Sunday, October 23, 2011

"Developing Congregations"

Here is another video from the Diocese of Toronto. I was the producer for this one, as well, but most of the work was done by Matthew Carter. He shot all of this, edited, and directed it. He got some help from the Congregational Development department, too. This video is really intended for congregations to help them know what resources are available from the Diocese. Good stuff!

This was shot with a Canon XH-1AS... what a camera! It seems to do especially well outside!


More Wedding Photos...

More photos from Jeremy and Carolyn's Wedding...

Tuesday, October 11, 2011

Streetcar Wedding

This photograph is from a wedding I did a few weeks ago. Most people from Toronto will recognized City Hall in the background. I met the happy couple outside the main entrance shortly after their civil ceremony, and led them in procession with their guests with a giant processional cross to a Streetcar stop on Queen Street. From there we hopped aboard a vintage streetcar that had been chartered to take us to the reception site. While we travelled, I blessed the marriage using the "Blessing of a Civil Marriage" rite. Leading the group of people while wearing full vestments (cassock, surplice, stole, cope) through the streets of Toronto was exhilarating. We got lots of attention from by standards with cameras--all of it positive. The groom and several of the male guests were wearing kilts (mine was hidden under my vestments when the picture was taken), and that just was icing on the cake as far the visual delight of the day goes.

I preached about love on the streetcar--short and sweet--but I could have also preached about intersections. Things have a way of coming together in people's lives, and here we had a heady post-modern mix of civil/religious and public/private happening. How fitting it was to bring all these things together in one shining moment with my friends who live this same tension daily. Because so much of life is dominated by the pastoral persona, I forget how complex that interface can be for people who are faithful, but don't wear their religiosity on their chest the way I do.

When we arrived at the reception site I took off my vestments and spent the rest of the night rocking my new kilt. It's worth a blog entry of it's own, in truth, as it is a garment of epic coolness!


Monday, October 10, 2011


This is the first of three videos that I produced for the Diocese of Toronto. I co-supervised Matthew Carter, an summer intern working as a Diocesan Videographer. Matthew did all the shooting and editing, and I think he did a great job. This first video, "Reach," focuses on a micro-grant programme that provides relatively small grants ($500-$5000) to churches that are looking to try new things to reach new people. Mad props to Matt who did such a great job with this and the other three!

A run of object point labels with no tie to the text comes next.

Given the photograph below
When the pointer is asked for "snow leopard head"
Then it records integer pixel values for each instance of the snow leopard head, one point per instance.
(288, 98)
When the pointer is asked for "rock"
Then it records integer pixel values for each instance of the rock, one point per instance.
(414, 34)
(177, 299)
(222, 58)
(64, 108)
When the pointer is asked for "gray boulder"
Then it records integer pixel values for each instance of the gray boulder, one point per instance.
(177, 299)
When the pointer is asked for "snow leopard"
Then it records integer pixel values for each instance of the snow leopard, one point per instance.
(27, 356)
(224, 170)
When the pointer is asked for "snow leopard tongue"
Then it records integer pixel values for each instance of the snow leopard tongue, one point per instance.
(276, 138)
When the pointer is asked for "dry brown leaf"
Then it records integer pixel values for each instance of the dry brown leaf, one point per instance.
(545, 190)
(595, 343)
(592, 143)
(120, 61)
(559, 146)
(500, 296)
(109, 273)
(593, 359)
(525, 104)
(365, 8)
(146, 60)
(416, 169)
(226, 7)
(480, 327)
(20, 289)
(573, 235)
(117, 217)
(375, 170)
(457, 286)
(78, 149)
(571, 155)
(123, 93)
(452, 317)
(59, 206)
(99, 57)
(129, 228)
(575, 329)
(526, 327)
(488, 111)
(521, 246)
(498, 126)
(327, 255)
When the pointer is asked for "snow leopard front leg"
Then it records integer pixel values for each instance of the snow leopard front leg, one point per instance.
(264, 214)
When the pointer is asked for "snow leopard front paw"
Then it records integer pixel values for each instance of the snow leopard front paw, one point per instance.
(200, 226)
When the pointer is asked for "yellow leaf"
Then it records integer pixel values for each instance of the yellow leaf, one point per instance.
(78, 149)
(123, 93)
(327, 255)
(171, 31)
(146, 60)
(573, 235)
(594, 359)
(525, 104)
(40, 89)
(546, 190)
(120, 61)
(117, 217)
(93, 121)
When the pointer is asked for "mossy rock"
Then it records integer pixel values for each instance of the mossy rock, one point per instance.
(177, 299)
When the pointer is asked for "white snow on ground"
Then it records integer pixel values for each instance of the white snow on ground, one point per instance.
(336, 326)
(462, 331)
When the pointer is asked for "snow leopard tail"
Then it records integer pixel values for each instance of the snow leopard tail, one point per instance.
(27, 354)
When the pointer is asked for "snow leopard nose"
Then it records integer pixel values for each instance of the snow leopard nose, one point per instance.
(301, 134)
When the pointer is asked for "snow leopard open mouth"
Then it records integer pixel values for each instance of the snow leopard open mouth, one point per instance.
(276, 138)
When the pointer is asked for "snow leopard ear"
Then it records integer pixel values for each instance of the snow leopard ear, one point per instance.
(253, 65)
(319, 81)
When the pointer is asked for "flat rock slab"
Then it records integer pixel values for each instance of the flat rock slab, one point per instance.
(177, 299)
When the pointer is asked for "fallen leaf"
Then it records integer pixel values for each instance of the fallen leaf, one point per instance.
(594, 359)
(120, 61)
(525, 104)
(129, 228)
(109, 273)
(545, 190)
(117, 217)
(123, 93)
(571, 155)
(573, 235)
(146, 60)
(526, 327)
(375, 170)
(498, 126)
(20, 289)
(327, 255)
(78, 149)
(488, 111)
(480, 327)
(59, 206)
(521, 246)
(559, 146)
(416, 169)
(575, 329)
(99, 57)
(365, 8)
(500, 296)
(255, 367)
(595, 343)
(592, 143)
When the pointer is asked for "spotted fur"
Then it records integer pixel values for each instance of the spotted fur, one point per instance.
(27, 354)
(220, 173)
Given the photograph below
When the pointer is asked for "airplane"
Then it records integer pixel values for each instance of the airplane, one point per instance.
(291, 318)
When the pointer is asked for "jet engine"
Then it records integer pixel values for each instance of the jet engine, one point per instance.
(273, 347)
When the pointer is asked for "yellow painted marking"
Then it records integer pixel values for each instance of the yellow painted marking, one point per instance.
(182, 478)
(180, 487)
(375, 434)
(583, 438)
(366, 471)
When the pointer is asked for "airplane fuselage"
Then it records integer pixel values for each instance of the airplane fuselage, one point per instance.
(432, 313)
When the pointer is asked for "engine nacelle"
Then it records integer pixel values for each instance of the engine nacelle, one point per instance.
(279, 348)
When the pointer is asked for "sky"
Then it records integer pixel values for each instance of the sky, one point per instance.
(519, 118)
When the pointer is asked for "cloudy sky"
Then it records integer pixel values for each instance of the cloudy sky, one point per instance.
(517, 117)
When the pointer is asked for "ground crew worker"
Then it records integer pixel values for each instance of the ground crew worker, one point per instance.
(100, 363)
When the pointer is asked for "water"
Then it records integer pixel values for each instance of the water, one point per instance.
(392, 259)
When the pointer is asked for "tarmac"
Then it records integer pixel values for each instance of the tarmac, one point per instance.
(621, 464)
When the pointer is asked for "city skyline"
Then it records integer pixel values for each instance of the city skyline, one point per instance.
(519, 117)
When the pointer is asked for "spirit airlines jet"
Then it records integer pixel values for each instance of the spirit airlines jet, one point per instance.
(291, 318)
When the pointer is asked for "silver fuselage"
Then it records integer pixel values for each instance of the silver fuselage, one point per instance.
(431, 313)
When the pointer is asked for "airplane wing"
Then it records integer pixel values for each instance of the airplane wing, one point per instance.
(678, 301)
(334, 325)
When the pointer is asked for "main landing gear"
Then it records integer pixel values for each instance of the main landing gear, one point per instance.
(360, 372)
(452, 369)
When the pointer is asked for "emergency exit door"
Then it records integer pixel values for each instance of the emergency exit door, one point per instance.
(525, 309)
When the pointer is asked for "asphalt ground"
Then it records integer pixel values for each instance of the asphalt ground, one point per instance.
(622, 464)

This is part of of my work with FEWG - The "Fresh Expressions Working Group" - a committee of folks reporting to the Archbishop that work to promote new church planting and mission work in the Diocese of Toronto. We decided last spring that we needed to do more to tell the story of the what the Holy Spirit and God's people are doing in Toronto, so we came up with this video project.


Sermon - Harvest Thanksgiving 2011

I preached this sermon for "Harvest Thanksgiving" Sunday. I was pleased with how it turned out. Usually I spend some hours reading some commentaries and engaging the text in a scholarly, post-critical way. But the Gospel lesson for this Sunday, Matthew 6.25-33, just didn't seem to ask for that from me, this time around. I did consider giving a meditation on gratitude, per se, and basically just take delight in cataloguing all the things people should be grateful for, but the real question for me was somewhat deeper. What is the relationship between detachment and gratitude? It would seem that they are somewhat contradictory, and I wanted to explore that.

In preparing for this sermon, I spent a long time puzzling over how to tell the stories that begin the sermon--particularly the first story. I didn't use a text, --that whole section appeared as a mere phrase on the mind map I was using as notes. But I had rehearsed telling the story multiple times and refined the exact language and details I would use. I was pleased with the results. Those of you who preach, I would highly recommend trying this method of honing a story--simply tell it again and again and find those details that ring most poetically. Another key, in my opinion, to good story telling in preaching is to be reading some fiction you find compelling. Right now I'm working my way through A Game of Thrones by George R.R. Martin. If you want to be a better preacher, expose yourself to good narrative.

By the way, the image of the people preparing the funeral pyre by the river was based on my own experience of seeing such a cremation done in Nepal. I sat on a smooth river boulder, soaking my sore feet in the cool water, and watched the funeral rites about two hundred metres away. I was alone, and no one from the village spoke to me, but I found out later that our group's language teachers had asked after me, and that villagers had been moved by my quiet, respectful attention. Just watching, sometimes, is all we need do.